The setting is New Orleans during Mardi Gras for the first reel or so, before a motley crew of victims-to-be head out for a nighttime “haunted swamp tour” right where a deformed killer named Victor Crowley (Kane Hodder) lurks. The band of time-honored types includes Ben (Joel David Moore), an awkward young guy reeling from a recent breakup; his wisecracking African-American buddy Marcus (Deon Richmond); Marybeth (Tamara Feldman), a quiet woman with a secret agenda; Misty (Mercedes McNab) and Jenna (Joleigh Fiorevanti), both sexy and dumb as a box of rocks; full-of-b.s. tour guide Shawn (Parry Shen); and a few token older people. Fortunately, Green has a knack for amusing characterizations and dialogue, so it’s fun to spend time with this bunch, who are played by an engaging cast. Moore makes an appealingly gawky hero out of a role that could have turned annoying, Richmond gets some good laughs (though his horny/cowardly-black-guy part is the one that could have most stood a touch of revisionism) and Buffy/Angel veteran McNab sheds her TV inhibitions and her top with enthusiasm.

Of course, the group ignores the warnings by a deranged swamp rat to stay out of the swamp. Of course, Marybeth doesn’t inform anyone about Crowley’s legend until they’re stranded in his territory. And once Crowley makes his disfigured presence known, they start getting bumped off in pretty much the order we expect them to. Needless to say, Green isn’t subtle with his horrors; we get a good look at Crowley when he claims his very first victim, and the blood flows copiously and convincingly. Makeup FX creator John Carl Buechler, freed from the restrictions of Charles Band-size budgets, delivers his best, most visceral work in a while; a few of the murders directly recall the MPAA-truncated kills in his Friday the 13th Part VII, as if he took the opportunity to stage ’em right this time.

Trouble is, everything in this movie recalls a Friday the 13th sequel, and if you’ve seen a few of those films, you’ve pretty much seen this one. Familiarity may not breed contempt here, but it certainly works against any true surprises or dramatic interest. There’s nothing wrong with a filmmaker evoking the spirit of the movies he grew up enjoying, but there are no fresh ideas added to the mix here, and as a result the movie’s pleasures remain on the surface. You may laugh at the characters’ dialogue, but little real empathy is built for them; the movie packs a few solid jumps, but true suspense is lacking. And—spoiler alert, but not really—when two surviving characters are seen drifting in a rowboat near the film’s end, thinking the terror is over, is there anyone watching who won’t know what’s coming next?

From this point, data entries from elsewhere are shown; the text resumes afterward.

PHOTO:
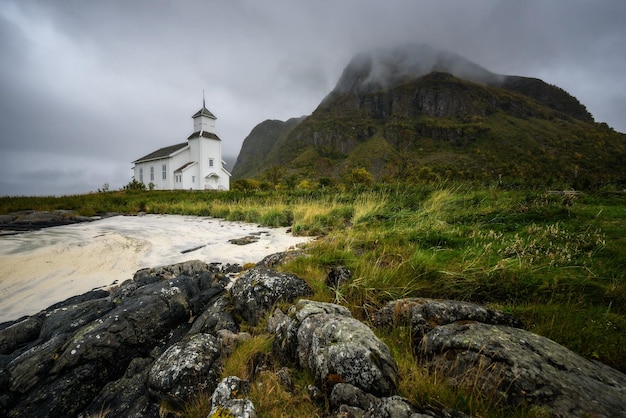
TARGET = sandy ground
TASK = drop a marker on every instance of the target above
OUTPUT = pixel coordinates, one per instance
(40, 268)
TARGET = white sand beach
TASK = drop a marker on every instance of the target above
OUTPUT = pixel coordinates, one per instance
(40, 268)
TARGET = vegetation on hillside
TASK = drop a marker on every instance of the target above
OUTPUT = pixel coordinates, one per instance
(554, 259)
(456, 129)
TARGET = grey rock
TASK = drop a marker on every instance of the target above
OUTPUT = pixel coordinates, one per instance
(424, 314)
(217, 316)
(526, 368)
(350, 401)
(229, 399)
(63, 375)
(19, 334)
(230, 340)
(69, 318)
(274, 320)
(327, 340)
(32, 366)
(257, 290)
(284, 377)
(126, 397)
(185, 369)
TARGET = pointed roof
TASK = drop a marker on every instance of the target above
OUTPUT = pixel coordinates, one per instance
(204, 111)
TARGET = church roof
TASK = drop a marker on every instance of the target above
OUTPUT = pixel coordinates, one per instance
(204, 134)
(161, 152)
(204, 112)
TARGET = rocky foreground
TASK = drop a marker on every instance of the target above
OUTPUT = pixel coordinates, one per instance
(161, 337)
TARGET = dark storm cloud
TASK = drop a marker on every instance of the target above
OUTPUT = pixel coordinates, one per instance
(87, 87)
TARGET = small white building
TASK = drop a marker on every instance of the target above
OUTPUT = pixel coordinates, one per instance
(196, 164)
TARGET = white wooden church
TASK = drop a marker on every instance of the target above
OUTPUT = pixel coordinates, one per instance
(195, 164)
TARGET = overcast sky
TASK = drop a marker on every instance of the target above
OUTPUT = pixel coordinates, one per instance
(88, 86)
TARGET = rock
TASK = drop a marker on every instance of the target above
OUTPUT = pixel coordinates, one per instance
(244, 241)
(350, 401)
(230, 340)
(185, 369)
(338, 276)
(218, 316)
(127, 396)
(285, 380)
(315, 393)
(19, 334)
(337, 348)
(258, 289)
(93, 341)
(525, 368)
(424, 314)
(69, 318)
(228, 399)
(274, 320)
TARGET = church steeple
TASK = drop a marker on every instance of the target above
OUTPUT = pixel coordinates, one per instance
(203, 119)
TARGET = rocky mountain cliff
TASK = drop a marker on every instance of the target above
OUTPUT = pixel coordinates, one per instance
(417, 112)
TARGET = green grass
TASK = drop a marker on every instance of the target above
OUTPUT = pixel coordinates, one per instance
(554, 260)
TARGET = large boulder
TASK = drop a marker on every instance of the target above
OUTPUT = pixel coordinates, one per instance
(19, 334)
(229, 399)
(127, 396)
(350, 401)
(525, 368)
(423, 314)
(258, 289)
(92, 341)
(336, 347)
(188, 367)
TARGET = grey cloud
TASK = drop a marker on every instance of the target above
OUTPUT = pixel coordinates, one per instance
(113, 80)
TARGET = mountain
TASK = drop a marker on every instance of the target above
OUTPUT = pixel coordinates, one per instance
(416, 112)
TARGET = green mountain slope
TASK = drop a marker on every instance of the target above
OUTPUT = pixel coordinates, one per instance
(403, 126)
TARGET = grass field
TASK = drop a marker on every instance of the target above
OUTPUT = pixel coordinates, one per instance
(556, 260)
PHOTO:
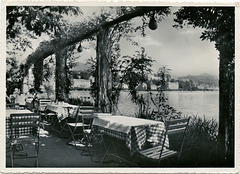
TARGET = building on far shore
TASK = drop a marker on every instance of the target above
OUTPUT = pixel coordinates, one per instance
(173, 86)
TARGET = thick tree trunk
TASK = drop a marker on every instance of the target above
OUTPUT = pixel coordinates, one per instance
(104, 77)
(48, 48)
(226, 109)
(38, 73)
(62, 81)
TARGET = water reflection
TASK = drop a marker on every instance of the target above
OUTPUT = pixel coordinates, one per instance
(189, 103)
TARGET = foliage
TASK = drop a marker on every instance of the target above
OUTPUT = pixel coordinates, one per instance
(134, 71)
(164, 111)
(219, 27)
(201, 138)
(14, 75)
(38, 19)
(187, 85)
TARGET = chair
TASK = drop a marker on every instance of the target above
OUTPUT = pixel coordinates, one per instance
(173, 129)
(90, 138)
(42, 103)
(24, 130)
(83, 111)
(12, 106)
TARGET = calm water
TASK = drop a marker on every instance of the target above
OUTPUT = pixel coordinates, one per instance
(189, 103)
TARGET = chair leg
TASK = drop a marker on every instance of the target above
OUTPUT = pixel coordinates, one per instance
(11, 155)
(37, 152)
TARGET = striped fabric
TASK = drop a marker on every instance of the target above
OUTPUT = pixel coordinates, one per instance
(138, 136)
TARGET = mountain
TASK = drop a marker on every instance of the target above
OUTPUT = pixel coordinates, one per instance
(80, 67)
(202, 79)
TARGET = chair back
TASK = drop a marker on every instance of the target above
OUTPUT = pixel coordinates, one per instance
(175, 128)
(87, 114)
(24, 124)
(42, 103)
(12, 106)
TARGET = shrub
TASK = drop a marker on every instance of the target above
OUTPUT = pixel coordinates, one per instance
(201, 146)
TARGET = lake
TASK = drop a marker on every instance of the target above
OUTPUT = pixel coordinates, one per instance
(201, 103)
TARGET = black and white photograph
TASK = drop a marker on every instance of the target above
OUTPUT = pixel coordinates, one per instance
(108, 86)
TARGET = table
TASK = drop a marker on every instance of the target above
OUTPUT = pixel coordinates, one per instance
(8, 113)
(135, 132)
(62, 110)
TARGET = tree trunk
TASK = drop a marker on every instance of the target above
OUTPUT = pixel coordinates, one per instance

There are bonuses for fright fans in the form of fun cameos by Robert Englund, Tony Todd and Blair Witch Project’s Joshua Leonard, and a dramatic one by Hodder, showing his real face and getting to play real emotion as Crowley’s father in the flashback before bringing his menacing physicality to the prosthetically enhanced role of the grown-up marauder. Andy Garfield’s score has the right synthesized sound to recall the music that accompanied many slasher flicks back in the day. Yet in so slavishly replicating all these decades-old details, Hatchet never has a chance to establish an identity of its own. There will no doubt be many die-hard stalker fans who will revel in the nostalgia that this movie elicits, but there’s something kinda regressive about a film whose most potentially appreciative audience will be people who have already seen a dozen or more movies just like it.